Prompt engineering for ecommerce is a different sport than prompt engineering for a general assistant. You're not optimizing for impressive answers — you're optimizing for safe, accurate, on-brand answers at scale, where one weird response can cost a sale or earn a refund request.
The shape of a great system prompt
Production system prompts share a common structure. Six sections, every time:
- Role. Who the agent is and who they're talking to.
- Goal. What success looks like (closed cart, satisfied answer, handoff).
- Context. The retrieved facts the model is allowed to cite.
- Voice. Tone presets and brand-specific language rules.
- Tools. Which structured tools the model may invoke (and which it must not).
- Refusal. What the model says when it doesn't have the facts.
If your prompt is a wall of "be helpful and polite", you're at step one. Production prompts are checklist documents, not vibes.
Voice + tone scaffolding
Voice is two layers: the preset (Professional / Warm / Playful / Minimal) and the brand specifics (banned phrases, signature openers, allowed slang). Most stores get the preset right and ignore the brand layer — which is where the agent sounds most generic.
Brand-specific examples that pay off:
- "Never say 'no worries' — say 'absolutely, happy to help' instead."
- "For sizing questions, always offer to look up the brand-specific size chart before recommending a default."
- "Use 'fit' not 'silhouette' (we sell streetwear, not couture)."
Grounding the model in your data
Every shopper turn should run through retrieval before the prompt is finalized. The prompt then injects the top 5-10 retrieved chunks as a labeled context block:
<context source="product:sku-1234">…</context>
The system prompt instructs the model: "Only cite information found inside <context> tags. If a fact is not present, say you don't know rather than guessing." This is the single highest-leverage anti-hallucination move available.
Refusal patterns
The model needs explicit instructions for what to do when it doesn't have the facts. Three patterns to script:
- Soft refusal: "I don't have the spec for that — let me check with the team and follow up by email."
- Hard refusal: Banned claim categories. Always: "I can't speak to medical effects of any product — please consult a clinician."
- Handoff: Confidence-gated. "Want me to connect you with a human stylist? They can answer this in detail."

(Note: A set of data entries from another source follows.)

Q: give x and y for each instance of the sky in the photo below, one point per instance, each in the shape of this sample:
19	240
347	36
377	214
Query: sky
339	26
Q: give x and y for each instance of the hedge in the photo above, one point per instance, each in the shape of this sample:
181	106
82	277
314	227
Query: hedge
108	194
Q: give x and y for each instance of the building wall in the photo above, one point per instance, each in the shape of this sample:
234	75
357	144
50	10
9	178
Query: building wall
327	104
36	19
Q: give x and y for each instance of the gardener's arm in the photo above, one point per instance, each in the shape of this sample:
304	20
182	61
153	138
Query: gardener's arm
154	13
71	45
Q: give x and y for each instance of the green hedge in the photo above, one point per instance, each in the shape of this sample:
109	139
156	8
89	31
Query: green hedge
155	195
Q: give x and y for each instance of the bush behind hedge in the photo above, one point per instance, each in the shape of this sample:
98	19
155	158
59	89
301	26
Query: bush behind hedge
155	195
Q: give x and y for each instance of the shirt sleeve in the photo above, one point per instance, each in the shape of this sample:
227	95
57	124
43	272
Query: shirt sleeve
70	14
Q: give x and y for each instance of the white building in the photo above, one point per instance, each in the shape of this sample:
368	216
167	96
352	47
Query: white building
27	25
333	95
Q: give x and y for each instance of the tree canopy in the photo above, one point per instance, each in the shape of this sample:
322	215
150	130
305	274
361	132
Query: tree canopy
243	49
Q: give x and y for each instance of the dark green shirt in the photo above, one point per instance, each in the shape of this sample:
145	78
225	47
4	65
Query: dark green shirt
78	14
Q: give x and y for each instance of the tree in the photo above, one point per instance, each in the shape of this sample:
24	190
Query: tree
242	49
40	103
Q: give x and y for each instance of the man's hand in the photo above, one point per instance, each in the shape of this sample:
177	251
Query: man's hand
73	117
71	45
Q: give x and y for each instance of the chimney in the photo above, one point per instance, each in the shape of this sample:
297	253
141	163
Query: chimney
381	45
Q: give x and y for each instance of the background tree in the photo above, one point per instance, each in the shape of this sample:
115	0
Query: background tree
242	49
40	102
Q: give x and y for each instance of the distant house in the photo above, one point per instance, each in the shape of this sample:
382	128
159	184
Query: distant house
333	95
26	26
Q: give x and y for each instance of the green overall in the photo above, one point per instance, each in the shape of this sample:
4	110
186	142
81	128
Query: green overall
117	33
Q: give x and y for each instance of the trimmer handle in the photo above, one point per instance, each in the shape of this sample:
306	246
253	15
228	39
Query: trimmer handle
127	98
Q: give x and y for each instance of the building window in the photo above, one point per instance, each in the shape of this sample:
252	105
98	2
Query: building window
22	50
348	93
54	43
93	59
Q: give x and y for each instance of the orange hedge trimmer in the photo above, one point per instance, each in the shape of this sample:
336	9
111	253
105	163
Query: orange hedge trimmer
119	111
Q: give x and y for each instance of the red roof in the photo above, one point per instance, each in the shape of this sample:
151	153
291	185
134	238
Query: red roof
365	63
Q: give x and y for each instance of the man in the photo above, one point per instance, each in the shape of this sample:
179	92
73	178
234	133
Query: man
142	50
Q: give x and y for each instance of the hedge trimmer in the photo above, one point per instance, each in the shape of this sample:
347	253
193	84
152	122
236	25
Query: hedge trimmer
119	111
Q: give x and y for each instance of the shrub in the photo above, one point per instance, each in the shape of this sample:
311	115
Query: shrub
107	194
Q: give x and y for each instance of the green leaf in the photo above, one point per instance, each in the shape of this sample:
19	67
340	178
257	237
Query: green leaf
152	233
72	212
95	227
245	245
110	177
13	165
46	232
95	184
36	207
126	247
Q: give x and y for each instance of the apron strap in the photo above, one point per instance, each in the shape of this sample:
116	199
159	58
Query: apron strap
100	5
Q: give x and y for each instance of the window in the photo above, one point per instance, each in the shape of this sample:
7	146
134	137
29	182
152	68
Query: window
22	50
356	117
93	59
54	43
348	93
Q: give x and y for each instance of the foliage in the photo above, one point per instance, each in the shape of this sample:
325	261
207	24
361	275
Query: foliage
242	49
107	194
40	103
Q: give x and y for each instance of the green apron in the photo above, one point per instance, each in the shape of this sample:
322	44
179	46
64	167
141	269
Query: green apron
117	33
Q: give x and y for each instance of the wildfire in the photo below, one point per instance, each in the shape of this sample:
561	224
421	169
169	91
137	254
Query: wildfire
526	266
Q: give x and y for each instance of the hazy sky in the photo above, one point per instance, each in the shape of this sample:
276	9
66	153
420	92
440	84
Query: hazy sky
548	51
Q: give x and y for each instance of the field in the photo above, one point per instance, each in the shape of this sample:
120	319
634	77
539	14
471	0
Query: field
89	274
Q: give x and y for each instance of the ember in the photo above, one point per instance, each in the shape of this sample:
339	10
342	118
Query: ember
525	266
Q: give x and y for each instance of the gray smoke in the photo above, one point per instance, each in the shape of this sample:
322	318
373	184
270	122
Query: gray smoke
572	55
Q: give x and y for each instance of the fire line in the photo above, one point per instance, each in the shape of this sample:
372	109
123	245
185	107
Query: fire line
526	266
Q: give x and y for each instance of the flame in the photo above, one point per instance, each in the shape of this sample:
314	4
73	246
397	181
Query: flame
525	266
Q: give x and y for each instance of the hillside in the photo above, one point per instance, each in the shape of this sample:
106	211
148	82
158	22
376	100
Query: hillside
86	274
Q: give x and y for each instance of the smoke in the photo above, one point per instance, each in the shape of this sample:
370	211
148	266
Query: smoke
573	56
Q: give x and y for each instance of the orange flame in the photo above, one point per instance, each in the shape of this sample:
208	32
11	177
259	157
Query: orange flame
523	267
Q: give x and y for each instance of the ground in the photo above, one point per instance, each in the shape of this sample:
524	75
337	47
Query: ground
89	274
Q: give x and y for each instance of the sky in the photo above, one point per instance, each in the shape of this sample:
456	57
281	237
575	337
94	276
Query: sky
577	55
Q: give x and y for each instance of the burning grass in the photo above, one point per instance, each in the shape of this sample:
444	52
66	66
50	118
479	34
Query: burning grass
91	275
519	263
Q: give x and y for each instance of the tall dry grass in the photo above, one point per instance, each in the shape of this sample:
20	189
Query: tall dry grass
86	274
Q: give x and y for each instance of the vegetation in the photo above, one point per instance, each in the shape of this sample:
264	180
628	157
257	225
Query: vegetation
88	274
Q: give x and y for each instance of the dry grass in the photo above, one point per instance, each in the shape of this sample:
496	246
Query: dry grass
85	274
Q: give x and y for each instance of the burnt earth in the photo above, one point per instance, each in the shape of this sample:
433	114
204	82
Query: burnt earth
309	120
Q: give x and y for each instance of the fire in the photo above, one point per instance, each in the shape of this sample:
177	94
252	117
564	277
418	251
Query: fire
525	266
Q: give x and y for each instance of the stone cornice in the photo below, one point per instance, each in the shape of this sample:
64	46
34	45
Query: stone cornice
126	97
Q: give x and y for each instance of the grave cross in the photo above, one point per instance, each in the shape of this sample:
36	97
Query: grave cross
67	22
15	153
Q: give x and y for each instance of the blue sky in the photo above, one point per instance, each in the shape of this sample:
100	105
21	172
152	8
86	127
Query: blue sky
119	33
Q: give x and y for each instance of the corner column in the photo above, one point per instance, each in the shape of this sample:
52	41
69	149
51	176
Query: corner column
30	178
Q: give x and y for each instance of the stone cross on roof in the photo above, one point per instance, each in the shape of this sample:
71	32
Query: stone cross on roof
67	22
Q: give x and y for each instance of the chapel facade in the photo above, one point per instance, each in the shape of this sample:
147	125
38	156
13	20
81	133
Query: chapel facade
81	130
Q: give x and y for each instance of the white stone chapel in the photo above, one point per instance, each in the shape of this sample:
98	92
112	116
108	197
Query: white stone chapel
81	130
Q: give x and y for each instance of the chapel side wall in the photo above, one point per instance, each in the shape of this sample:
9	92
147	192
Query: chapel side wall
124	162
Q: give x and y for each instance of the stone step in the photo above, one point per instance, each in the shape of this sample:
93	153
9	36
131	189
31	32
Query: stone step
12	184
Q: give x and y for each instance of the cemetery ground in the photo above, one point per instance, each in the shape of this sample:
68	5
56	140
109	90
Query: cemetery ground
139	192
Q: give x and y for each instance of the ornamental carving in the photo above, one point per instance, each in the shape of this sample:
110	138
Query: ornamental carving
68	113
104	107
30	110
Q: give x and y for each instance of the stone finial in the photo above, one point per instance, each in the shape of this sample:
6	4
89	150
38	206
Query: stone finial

The hard-refusal list is the most underused safety lever in ecommerce AI. Configure it before you tune voice.
Tool-call discipline
Structured tool calls — search_products, check_inventory, add_to_cart, get_order_status — are where AI ecommerce gets useful. They're also where vanilla prompts go off the rails (model invents a SKU, hallucinates stock, "adds" something that doesn't exist).
Patterns that work:
- Always require the tool to return a structured JSON result, not a free-text summary.
- Make the model cite the SKU or order ID it acted on in its reply, so a human auditor can verify.
- Strictly forbid the model from "explaining" the tool's logic to the shopper — it should report results, not narrate.
Eval suites you should run
Before any prompt change goes live, run it through a fixed eval suite of 50-200 shopper interactions you've collected from real sessions. Score on three axes:
- Accuracy — did it cite real product facts, or invent?
- Tone — did it sound like your brand?
- Resolution — did it close the loop, or kick the shopper down a dead-end?
Zubby ships an eval harness in the dashboard so you can replay your conversation log against any prompt variant before promoting it to production. If you're building this from scratch, even a Google Sheet of 50 prompts + expected behaviors is enough to catch most regressions.